Ash had no desire to look at the past, but before she could object, Reeves produced a sheaf of photos from the folder and started leafing through them.
“Him,” Ash said, pointing at the picture of Alejandro Luna. “He’s the one who took me from Summersville. He handed me to a group of men in Pendulum masks and they smashed him and his car up to make it l
ook like we’d been hijacked.”
Reeves continued but Ash didn’t recognize the next two corpses.
The fourth man lay face up, his features contorted in horror, his fingers reaching for a bloody shard of plastic that was buried deep in his throat. Ash swallowed hard.
“You know him?” Reeves asked.
Ash recalled the nightmare in which she repeatedly stabbed this man until he bled to death at her feet. It couldn’t be real. She couldn’t have done that.

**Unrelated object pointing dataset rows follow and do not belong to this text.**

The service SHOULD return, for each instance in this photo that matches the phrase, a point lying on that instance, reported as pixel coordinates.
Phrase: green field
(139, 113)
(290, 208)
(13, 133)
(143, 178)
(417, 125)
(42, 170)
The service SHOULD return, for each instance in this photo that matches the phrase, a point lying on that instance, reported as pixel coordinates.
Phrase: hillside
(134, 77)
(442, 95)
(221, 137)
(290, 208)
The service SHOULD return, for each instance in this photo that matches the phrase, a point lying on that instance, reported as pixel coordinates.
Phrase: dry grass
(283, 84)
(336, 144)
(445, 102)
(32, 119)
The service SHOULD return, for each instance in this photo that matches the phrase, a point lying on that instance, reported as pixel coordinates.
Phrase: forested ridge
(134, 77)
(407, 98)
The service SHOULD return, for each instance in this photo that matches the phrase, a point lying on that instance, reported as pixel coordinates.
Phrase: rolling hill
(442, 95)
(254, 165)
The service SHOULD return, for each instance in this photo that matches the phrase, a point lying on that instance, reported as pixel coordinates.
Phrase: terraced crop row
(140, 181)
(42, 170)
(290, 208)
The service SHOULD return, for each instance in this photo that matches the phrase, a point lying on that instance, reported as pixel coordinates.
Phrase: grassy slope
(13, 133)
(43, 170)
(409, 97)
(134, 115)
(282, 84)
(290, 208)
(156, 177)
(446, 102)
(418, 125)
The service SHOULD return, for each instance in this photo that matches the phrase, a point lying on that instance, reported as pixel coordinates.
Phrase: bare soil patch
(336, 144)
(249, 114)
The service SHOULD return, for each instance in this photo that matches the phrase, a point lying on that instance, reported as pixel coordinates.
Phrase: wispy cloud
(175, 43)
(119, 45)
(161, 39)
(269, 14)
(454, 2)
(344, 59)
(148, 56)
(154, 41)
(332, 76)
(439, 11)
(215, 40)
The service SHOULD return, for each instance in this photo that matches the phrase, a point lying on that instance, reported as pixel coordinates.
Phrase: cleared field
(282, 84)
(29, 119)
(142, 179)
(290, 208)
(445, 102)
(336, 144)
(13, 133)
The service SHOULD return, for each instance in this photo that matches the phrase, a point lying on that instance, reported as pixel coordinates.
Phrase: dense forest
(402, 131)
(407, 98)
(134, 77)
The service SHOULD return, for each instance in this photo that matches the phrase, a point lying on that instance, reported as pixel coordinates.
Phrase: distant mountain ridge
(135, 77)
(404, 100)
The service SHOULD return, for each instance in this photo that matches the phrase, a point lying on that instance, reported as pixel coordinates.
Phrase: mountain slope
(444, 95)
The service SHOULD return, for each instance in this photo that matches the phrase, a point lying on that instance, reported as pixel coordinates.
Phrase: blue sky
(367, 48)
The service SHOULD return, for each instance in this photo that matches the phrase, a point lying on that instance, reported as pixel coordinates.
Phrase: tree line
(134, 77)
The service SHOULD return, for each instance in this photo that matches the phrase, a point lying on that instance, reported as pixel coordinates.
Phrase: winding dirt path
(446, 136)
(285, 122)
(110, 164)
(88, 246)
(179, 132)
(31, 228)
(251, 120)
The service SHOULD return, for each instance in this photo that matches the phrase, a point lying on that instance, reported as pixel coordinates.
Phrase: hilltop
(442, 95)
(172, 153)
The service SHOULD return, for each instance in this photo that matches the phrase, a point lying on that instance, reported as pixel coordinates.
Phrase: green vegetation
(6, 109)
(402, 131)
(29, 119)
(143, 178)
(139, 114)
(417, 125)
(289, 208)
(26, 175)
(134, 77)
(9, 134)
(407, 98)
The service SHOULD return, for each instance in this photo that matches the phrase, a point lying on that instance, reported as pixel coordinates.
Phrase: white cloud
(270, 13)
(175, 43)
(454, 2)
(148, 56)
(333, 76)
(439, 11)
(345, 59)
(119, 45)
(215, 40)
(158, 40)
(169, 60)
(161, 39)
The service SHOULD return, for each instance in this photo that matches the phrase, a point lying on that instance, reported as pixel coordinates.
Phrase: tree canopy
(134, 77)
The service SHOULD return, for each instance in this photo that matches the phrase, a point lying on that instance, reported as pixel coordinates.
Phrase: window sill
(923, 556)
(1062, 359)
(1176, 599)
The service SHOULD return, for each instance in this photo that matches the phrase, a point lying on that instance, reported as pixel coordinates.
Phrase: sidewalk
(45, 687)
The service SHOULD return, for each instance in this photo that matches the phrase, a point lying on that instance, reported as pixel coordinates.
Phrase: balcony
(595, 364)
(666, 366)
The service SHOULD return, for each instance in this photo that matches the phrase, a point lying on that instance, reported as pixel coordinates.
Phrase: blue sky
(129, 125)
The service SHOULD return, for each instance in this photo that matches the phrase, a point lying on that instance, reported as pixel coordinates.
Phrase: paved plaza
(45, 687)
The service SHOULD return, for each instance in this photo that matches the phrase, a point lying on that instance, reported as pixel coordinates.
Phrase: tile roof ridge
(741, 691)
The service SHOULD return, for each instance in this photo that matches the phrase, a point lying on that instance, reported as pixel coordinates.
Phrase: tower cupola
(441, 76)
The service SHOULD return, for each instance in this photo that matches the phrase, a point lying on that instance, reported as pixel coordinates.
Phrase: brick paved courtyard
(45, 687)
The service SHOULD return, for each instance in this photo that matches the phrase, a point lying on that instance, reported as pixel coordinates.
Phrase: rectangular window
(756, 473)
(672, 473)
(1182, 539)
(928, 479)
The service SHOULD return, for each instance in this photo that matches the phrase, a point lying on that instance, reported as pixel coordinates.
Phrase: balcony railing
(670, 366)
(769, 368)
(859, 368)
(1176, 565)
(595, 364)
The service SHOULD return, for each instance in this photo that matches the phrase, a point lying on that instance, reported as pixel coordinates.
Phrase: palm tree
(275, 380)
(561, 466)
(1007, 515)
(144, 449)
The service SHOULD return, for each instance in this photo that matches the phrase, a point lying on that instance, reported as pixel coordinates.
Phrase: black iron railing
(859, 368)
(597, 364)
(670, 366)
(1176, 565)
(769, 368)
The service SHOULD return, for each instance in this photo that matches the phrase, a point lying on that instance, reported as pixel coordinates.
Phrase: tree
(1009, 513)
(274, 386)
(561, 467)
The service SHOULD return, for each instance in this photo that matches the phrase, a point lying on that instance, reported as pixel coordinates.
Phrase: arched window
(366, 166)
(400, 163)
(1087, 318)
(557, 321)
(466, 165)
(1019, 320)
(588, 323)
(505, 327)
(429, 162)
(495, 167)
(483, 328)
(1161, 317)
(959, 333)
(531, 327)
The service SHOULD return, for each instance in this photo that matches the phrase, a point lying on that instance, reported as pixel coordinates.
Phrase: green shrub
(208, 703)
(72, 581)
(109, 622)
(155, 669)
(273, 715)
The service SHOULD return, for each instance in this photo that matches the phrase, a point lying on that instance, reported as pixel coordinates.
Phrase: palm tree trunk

“He went by the name Ethan Moore,” she said at last. “He posed as Max Byrne’s nurse at the Cromwell Center.”
“Thanks. I can only imagine how hard it is to see the faces of these men, but this guy didn’t have any ID, and you’ve just given us something to work with.”
Ash stared into the middle distance, unwilling to give Reeves anything else. She didn’t want to tell him that none of the men in the photographs matched the physique of the man who’d tortured her. Finding him would be her privilege. Punishing him, her pleasure.
“Try to get some rest,” Reeves suggested as he backed away. “Well, I’ve got to get to work. You know where to find me if you need anything.”
He smiled awkwardly. Ash could tell that he sensed there was something different about her, but he lacked the courage to voice his concerns. He thought she was damaged, impaired in some way, but she was improved, stronger. She knew for example that the Foundation would not have gone to all this trouble for something as prosaic as a political assassination. Ash reflected that there was something else at play, and if she found out what it was, she would be able to confront the men who had tormented her, and in recognition of the improvements they’d made, thank them in kind.